L’espoir d’un rebond

La baisse de l’inflation, déjà entamée, devrait rassurer les Français et les pousser à consommer. Une bonne nouvelle après une année 2023 en demi-teinte.

Fin 2022, entre le Covid, le dévissage de l’euro face au dollar, l’explosion du coût du fret, les ruptures d’approvisionnement, l’accumulation des stocks, les responsables des marques ont vraiment eu l’impression d’aller de crise en crise. L’année 2023 n’aura effectivement pas été facile. Le marché du jardin, 8 milliards d’euros environ, a vécu une période contrastée. Il a globalement stagné en valeur, mais baissé de 5,5 % en volume. La baisse de la demande se confirme donc. Le niveau des stocks demeure important et ils ont été achetés à un prix élevé. Il faudra bien les écouler, même si l’inflation dans ce cas aura un effet positif.

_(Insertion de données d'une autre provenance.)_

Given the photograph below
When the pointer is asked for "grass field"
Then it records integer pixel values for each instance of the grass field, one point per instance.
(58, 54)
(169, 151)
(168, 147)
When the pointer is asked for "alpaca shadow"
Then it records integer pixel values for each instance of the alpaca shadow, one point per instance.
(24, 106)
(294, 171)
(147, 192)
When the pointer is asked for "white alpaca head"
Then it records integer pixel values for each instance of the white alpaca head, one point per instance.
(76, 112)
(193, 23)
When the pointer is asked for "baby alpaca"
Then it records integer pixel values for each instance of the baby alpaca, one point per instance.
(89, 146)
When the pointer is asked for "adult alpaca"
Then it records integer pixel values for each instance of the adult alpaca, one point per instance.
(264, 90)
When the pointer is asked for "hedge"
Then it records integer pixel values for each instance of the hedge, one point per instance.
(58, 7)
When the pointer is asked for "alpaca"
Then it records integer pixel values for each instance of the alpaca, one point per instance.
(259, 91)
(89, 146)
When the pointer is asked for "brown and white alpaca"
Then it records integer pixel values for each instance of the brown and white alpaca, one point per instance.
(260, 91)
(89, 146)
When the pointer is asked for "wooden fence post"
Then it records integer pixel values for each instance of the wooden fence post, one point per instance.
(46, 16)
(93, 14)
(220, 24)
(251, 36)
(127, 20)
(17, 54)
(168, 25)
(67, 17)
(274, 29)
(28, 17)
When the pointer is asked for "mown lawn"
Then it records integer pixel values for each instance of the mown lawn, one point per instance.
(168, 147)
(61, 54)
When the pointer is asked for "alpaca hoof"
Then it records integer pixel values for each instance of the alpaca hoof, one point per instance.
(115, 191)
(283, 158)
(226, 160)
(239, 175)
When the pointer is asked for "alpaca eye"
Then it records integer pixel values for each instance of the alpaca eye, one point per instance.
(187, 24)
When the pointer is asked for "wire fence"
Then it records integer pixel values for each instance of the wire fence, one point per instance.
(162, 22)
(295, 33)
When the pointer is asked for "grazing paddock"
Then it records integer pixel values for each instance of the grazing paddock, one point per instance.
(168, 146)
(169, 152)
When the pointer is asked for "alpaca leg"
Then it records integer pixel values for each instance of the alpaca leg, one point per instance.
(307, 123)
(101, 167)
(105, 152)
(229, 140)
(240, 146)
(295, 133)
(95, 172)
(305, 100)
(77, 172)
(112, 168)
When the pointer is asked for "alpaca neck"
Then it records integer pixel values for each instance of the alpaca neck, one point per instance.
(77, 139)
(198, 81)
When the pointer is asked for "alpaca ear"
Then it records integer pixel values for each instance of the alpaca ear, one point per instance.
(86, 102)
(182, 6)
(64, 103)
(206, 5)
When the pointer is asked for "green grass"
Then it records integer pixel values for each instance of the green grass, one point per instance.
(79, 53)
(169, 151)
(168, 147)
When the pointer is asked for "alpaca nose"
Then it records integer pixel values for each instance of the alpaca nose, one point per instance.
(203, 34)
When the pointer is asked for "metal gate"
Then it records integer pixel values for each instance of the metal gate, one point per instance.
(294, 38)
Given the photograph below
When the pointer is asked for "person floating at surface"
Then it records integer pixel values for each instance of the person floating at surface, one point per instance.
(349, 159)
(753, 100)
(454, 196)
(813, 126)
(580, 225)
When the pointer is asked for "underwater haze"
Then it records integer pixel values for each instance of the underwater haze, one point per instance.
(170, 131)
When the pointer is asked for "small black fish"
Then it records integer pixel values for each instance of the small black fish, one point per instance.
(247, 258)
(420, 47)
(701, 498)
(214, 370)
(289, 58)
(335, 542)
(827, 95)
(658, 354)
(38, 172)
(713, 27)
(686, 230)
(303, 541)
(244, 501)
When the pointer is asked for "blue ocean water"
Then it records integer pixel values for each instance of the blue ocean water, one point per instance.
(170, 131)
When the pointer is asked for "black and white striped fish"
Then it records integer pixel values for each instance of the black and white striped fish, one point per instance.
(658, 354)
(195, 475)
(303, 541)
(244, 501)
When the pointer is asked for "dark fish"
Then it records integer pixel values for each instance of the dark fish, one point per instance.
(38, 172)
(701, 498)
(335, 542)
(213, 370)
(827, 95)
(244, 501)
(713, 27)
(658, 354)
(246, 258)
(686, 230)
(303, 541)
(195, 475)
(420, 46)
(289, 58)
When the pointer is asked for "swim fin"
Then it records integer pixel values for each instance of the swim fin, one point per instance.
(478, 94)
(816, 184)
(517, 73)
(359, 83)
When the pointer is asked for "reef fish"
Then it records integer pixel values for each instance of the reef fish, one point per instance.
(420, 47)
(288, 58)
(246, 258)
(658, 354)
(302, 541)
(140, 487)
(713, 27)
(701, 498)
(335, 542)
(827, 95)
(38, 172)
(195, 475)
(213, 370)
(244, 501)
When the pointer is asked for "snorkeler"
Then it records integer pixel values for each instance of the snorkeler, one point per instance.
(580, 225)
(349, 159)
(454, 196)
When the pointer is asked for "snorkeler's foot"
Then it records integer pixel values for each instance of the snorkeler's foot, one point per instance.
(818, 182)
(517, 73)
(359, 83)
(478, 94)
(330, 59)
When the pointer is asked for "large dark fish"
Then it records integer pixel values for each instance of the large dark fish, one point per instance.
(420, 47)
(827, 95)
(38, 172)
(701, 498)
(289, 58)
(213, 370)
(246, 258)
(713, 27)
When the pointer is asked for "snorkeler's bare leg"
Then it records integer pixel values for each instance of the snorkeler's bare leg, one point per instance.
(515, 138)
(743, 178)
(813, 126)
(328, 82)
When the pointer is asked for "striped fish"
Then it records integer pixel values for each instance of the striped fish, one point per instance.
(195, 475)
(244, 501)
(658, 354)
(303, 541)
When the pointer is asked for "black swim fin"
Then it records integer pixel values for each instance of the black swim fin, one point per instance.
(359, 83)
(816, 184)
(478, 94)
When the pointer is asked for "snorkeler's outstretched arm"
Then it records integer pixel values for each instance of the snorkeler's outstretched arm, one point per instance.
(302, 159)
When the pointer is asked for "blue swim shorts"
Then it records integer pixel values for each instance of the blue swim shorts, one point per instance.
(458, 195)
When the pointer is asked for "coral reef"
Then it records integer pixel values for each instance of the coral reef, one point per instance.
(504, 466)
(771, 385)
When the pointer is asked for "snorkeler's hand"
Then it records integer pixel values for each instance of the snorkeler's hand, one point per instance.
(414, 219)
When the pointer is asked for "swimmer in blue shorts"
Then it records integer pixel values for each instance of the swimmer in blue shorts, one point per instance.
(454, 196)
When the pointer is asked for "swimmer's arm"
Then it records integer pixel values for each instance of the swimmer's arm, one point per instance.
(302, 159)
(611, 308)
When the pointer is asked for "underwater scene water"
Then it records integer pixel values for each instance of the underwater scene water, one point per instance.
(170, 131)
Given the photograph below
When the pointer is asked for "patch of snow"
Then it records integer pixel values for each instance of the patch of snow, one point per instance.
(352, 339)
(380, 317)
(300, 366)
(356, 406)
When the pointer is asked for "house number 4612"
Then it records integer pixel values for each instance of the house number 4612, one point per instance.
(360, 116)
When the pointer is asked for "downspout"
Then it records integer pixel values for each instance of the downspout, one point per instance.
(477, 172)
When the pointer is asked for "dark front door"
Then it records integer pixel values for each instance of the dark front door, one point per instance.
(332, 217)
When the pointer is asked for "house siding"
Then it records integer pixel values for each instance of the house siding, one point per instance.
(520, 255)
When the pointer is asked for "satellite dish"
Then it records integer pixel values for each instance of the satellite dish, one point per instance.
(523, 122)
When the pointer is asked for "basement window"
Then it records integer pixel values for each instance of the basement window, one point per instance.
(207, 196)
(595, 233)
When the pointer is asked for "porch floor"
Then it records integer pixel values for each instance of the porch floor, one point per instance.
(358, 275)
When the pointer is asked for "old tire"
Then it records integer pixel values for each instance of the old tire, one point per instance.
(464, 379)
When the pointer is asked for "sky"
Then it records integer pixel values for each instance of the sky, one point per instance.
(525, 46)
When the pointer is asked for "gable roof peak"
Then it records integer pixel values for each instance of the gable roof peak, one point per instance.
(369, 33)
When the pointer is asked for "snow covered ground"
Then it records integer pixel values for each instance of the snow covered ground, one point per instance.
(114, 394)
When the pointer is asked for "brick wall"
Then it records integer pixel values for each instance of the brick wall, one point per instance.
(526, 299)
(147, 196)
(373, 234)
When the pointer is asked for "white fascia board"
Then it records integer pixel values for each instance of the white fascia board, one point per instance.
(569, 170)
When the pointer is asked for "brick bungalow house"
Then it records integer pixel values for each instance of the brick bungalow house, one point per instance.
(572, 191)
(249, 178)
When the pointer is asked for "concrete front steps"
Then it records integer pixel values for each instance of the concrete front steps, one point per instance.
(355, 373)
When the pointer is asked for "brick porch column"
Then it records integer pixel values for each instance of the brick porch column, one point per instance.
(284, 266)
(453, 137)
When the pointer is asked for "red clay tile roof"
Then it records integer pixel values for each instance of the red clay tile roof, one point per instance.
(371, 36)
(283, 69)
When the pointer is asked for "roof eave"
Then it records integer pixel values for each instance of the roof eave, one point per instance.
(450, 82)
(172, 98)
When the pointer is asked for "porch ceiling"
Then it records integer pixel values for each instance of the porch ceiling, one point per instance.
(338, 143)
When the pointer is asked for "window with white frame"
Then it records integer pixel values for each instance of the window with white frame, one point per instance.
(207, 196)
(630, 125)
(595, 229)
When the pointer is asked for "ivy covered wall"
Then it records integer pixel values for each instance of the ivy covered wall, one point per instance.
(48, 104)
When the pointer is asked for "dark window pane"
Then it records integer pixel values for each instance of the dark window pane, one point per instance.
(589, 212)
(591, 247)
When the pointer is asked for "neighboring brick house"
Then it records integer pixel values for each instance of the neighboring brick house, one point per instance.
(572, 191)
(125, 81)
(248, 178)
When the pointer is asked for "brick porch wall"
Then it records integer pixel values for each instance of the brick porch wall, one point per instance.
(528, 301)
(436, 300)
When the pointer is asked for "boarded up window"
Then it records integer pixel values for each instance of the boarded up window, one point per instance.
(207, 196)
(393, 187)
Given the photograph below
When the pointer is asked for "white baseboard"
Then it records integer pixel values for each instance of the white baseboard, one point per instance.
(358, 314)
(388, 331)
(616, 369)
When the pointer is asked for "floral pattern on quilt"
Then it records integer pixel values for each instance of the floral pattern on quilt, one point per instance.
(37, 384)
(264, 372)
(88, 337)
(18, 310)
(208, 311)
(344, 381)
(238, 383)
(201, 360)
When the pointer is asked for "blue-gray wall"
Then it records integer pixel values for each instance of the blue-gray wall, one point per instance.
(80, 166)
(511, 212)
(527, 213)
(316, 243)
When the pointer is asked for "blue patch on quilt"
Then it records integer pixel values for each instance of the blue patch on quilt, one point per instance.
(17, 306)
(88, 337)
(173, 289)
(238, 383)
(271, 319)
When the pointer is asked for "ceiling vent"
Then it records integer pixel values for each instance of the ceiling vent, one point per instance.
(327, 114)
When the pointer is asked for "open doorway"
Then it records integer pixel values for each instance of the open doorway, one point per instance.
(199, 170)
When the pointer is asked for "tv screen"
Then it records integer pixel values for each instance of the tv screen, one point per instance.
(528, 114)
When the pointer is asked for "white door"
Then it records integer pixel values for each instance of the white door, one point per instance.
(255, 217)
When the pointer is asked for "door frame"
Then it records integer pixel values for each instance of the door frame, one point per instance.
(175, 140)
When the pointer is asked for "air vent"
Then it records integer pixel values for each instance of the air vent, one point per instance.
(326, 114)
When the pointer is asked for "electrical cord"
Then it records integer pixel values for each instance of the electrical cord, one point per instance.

Les explications des résultats contrastés de 2023 sont multiples. Au printemps, la météo n’a pas aidé les ventes. Un retard qui n’a pas pu être rattrapé. De plus, les conditions climatiques n’ont pas favorisé les ventes en été, en raison des arrêtés sécheresses. L’automne, chaud puis pluvieux, n’a pas fait mieux. Autre phénomène marquant de 2023 : l’inflation. Cette augmentation des prix a été renforcée par la montée en gamme des achats d’une partie des consommateurs. Les résultats ne sont cependant pas si mauvais. Les professionnels estiment que les chiffres de vente restent supérieurs à ceux de 2019. L’engouement né pendant le Covid n’a donc pas disparu. Les professionnels du jardin notent par ailleurs l’arrivée de nouveaux acteurs, comme le hard discount qui prend des parts de marché à un moment où les consommateurs sont attentifs aux prix et aux promotions.

Quelques gagnants

Certains secteurs ont mieux tiré leur épingle du jeu que d’autres. « Le jardin motorisé a fait une belle année, nuance Guillaume Mulleret, de l’agence GFK. Le marché des tondeuses croît de plus de 2%, le reste de la motoculture, c’est-à-dire coupe-bordures, taille-haies, tronçonneuses, etc., affiche un léger repli de 1%. Les produits pour jardin (supports de culture, produits phytosanitaire, engrais) progressent aussi de près de 2% en valeur, malgré une baisse des volumes. Le secteur des graines reste positif avec une hausse de 0,3% en valeur. Les semences florales et potagères compensant la baisse du gazon. » 
Des chiffres qui peuvent faire rêver certains secteurs du jardin comme l’outillage à main en repli de 10 %.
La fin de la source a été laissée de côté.